* 25 juin 2021 – Triste colonie russe

La Centrafrique est, on le sait, l’archétype de l’Etat failli dont la population a sombré dans une guerre civile sans fin. Les 15.000 casques bleus de la Minusca expriment le souci qu’en ont les Nations Unies, sans qu’une solution ne soit en vue, sur le terrain. La force française, envoyée sur place au début des affrontements, n’a pas mieux fait, mais elle a eu l’honnêteté de se désengager du guêpier. Ceux qui se réclament du pouvoir légitime à Bangui n’ont pas trouvé mieux que de sous-traiter à d’autres étrangers.


Pour l’ONU, les groupes rebelles, toujours très actifs, de la CPC » (Coalition des Patriotes pour le Changement) ne sont plus la principale menace sur la paix civile, la protection des populations et le bon déroulement de sa mission de maintien de la paix. Ce sont plutôt les « violations des droits de l’Homme et manquements au droit international humanitaire imputables aux forces armées centrafricaines, forces bilatérales et autres personnels de sécurité ». Derrière l’allusion à ces ‘’forces bilatérales et autres personnels de sécurité’’, chacun reconnaîtra l’armée russe et les mercenaires du groupe Wagner qu’elle amène dans ses fourgons, aux fins d’interventions extérieures ‘’discrètes’’. Loin d’être l’acteur d’une solution, Moscou n’est jusqu’à présent parvenu qu’à accroître l’instabilité du pays. Non reconnues par leur initiateur, qui prétend les assimiler à de simples prestations de conseil, ces opérations russes aux côtés des forces centrafricaines, vues de tous, provoquent des violations en séries des droits humains de la population et attisent les conflits. Les forces onusiennes, de leur côté, subissent de la part des Russes des obstructions à leur circulation, des vexations et même des pillages à l’occasion.

L’ambassadeur français à l’ONU, Nicolas de Rivière, ne mâche pas ses mots : ‘’Soyons clairs, les rapports de l’ONU pointent la responsabilité d’un acteur nouveau, qui intervient aux côtés des forces armées centrafricaines et dont le statut est un mystère.

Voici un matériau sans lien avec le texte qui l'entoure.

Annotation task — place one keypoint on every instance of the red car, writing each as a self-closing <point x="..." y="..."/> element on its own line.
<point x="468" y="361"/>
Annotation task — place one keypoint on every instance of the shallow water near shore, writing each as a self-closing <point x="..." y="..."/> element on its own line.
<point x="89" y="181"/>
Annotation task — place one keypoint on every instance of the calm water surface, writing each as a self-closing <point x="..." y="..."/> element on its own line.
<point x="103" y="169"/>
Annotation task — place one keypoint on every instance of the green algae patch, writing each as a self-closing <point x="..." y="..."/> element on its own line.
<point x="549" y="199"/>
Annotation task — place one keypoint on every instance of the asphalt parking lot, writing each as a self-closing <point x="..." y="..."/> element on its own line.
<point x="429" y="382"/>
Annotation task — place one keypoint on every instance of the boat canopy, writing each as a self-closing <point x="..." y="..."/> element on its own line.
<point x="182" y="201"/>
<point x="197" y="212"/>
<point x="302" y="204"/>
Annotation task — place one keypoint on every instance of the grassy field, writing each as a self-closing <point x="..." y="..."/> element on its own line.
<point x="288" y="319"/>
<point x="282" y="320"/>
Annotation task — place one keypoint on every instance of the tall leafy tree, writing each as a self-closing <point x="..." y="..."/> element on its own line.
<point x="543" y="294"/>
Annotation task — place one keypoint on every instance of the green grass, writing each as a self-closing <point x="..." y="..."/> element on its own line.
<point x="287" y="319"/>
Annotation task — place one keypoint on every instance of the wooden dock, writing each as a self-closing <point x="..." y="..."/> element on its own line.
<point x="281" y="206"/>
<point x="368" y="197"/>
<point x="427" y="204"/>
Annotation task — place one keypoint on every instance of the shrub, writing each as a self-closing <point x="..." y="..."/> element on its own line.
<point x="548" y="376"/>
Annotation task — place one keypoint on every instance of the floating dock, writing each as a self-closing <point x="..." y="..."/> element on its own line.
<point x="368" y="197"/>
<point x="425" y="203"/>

Certains s’efforceront de nier la présence de la société Wagner. Dès lors, qui sont ces hommes impliqués dans les combats, à quel titre sont-ils présents en Centrafrique et à qui répondent-ils de leur action ? » Pas à Paris ni à Pékin (qui aurait submergé le pays de projets économiques), cela va de soi ! Selon Mankeur Ndiaye, le représentant en RCA du secrétaire général de l’ONU : »l’ineffectivité de la chaîne de commandement et de contrôle et le manque d’interlocuteurs crédibles auprès de certaines forces bilatérales (…) ont fini d’installer une totale confusion’’. Moscou exige par ailleurs une levée de l’embargo sur les armes, en vigueur depuis 2013 et qui expirera le 31 juillet. A part un peu d’argent pour ses mercenaires, sans doute un accès privilégié aux richesses du sous-sol, on ne voit qu’un motif pour Moscou à se fourvoyer dans ce bourbier : la guerre hybride contre l’Occident qui obsède Vladimir Poutine.